1. コンサルタントとは経営トップに付加価値をつける存在である

2. コンサルタントはアウトプット至上主義の仕事である

3. コンサルタントは恒常的自己研鑽が存立の基盤である

4. コンサルタントは大変だが精神的満足の大きい仕事である

「コンサルタントとは経営トップに付加価値をつける存在である」

 例えばどういうことでしょうか。

・クライアントの潜在的な課題を明らかにする

・クライアントが持てない発想を見せる

・大局観と現場感を持つ

といった事が挙げられます。

 ぶっちゃけて書きますと、私がいた組織では経営トップがBuyerとなる仕事もありましたが、部長・課長などがBuyerとなるケースもありました。それは超大手企業ですと、数千万の予算も部長級で執行できるからです。
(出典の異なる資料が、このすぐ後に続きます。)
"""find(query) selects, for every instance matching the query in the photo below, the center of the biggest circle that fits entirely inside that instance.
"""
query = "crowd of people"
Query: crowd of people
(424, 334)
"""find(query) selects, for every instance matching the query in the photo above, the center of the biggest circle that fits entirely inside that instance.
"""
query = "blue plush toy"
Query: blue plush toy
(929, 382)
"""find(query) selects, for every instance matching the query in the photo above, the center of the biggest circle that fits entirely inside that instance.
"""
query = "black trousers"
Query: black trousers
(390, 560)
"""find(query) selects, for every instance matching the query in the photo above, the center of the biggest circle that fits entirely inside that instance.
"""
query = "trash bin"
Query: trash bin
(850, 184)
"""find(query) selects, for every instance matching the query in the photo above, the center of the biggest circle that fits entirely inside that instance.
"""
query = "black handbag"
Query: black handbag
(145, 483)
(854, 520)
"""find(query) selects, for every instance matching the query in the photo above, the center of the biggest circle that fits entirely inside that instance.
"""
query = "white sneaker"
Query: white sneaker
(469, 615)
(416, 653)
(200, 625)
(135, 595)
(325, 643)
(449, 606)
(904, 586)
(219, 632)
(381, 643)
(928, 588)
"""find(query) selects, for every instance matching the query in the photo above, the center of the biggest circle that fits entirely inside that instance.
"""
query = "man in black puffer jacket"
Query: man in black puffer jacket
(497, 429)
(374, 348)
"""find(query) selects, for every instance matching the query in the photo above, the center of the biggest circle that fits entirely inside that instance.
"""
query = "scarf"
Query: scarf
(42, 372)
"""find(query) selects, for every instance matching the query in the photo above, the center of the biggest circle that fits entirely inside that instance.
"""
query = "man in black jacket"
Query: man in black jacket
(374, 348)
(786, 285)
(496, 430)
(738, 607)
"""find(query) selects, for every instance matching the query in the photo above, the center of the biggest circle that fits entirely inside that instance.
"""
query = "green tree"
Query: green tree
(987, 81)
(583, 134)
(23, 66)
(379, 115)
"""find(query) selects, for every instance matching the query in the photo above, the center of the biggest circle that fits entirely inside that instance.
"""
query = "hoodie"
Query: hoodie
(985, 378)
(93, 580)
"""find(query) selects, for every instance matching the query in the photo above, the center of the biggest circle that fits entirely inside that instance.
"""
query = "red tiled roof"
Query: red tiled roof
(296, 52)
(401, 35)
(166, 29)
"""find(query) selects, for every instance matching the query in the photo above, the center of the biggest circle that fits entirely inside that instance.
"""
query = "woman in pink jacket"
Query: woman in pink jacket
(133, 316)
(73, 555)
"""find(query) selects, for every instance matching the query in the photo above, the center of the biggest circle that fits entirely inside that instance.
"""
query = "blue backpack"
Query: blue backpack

 ですので、常に経営トップに対して付加価値をつける存在でいられた訳ではないのですが、そういう心持ちで実行しろという事でした。(笑)

 幸いにも、私は比較的トップマネジメントとご一緒させて頂くケースが多く、コンサルタントとしてお金を頂きながらも、クライアントから多くの事を学ばせて頂きました。

 潜在的な課題と書きましたが、経営者や事業部門の責任者だけでなく、担当者も「答えるべき問い」が明らかになった時には、既にその答えを保有しているように感じます。

 ただ、「答えるべき問い」の設定が決して適切ではないことは往々にしてあります。その「答えるべき問い」の定義こそが実は潜在的な課題であるとも言えます。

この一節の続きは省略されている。